Unlike Trump Jr., Kushner was quick to dispel the idea he attended the meeting because of the type of information purportedly promised. “No part of the meeting I attended included anything about the campaign, there was no follow up to the meeting that I am aware of, I do not recall how many people were there (or their names), and I have no knowledge of any documents being offered or accepted,” he said, adding that he had included the meeting in his security-clearance form before it was reported in the media.
Kushner also disclosed that he received an email on October 30, 2016, from the screen name “Guccifer400.” “This email, which I interpreted as a hoax, was an extortion attempt and threatened to reveal candidate Trump’s tax returns and demanded that we send him 52 bitcoins in exchange for not publishing that information,” Kushner noted. “I brought the email to the attention of a U.S. Secret Service agent on the plane we were all travelling on and asked what he thought. He advised me to ignore it and not to reply—which is what I did. The sender never contacted me again.”
Kushner provided details of his first encounter with Russian Ambassador Sergey Kislyak during the campaign. He said he was introduced to Kislyak, who has emerged as a key figure in the allegations surrounding Trump’s campaign aides and Russia, at the Mayflower Hotel in Washington, D.C., in April 2016, when Trump was delivering a foreign-policy speech. Kushner said he was introduced to Kislyak by Dimitri Simes, the publisher of The National Interest, and that the Russian ambassador was among several guests, including four other ambassadors. The encounter did not extend beyond “brief pleasantries,” Kushner said.
Kislyak then contacted him, he said, on November 16, 2016, after the presidential election, requesting a meeting via Kushner’s assistant. Kushner said he could not recall the name of the Russian envoy whom he had met seven months earlier. Kushner said the meeting was set up for December 1, two weeks later; it occurred at Trump Tower and lasted 20 to 30 minutes. Michael Flynn, who was briefly Trump’s national-security adviser before he resigned over undisclosed meetings with the Russians, was also present, Kushner said.

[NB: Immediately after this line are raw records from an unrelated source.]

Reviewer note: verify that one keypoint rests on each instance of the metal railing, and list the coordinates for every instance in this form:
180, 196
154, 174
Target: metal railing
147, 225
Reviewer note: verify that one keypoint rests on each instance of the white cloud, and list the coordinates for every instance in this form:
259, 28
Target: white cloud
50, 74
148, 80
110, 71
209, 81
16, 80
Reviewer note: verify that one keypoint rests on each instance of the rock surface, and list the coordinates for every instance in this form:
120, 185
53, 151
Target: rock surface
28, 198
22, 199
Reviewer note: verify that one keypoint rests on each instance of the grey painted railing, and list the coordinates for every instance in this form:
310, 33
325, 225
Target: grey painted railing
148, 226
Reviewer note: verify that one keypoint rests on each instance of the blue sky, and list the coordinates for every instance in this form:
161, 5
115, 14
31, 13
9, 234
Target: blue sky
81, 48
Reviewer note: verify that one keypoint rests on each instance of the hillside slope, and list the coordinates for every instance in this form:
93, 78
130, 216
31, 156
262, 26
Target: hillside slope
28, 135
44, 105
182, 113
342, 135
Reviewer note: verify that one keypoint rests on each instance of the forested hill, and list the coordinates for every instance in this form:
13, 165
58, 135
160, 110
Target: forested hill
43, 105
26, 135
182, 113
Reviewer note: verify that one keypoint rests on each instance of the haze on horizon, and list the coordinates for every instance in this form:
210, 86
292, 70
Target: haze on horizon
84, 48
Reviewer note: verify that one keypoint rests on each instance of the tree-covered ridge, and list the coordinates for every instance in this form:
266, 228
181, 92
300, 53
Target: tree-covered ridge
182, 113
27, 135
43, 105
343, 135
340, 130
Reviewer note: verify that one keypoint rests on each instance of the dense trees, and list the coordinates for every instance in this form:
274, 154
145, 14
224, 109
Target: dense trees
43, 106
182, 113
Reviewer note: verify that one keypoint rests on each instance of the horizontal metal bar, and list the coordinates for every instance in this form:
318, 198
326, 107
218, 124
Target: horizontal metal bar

“I asked Ambassador Kislyak if he would identify the best person (whether the Ambassador or someone else) with whom to have direct discussions and who had contact with his President,” Kushner said. “The fact that I was asking about ways to start a dialogue after Election Day should of course be viewed as strong evidence that I was not aware of one that existed before Election Day.”
Kushner said their conversation centered on Syria. Kislyak, he said, wanted to convey information from his “generals” and asked if there was a secure line in the transition office through which they could conduct a conversation. Kushner told him no such line existed, but because he “believed developing a thoughtful approach on Syria was a very high priority given the ongoing humanitarian crisis,” Kushner asked if there was such a secure line at the Russian Embassy.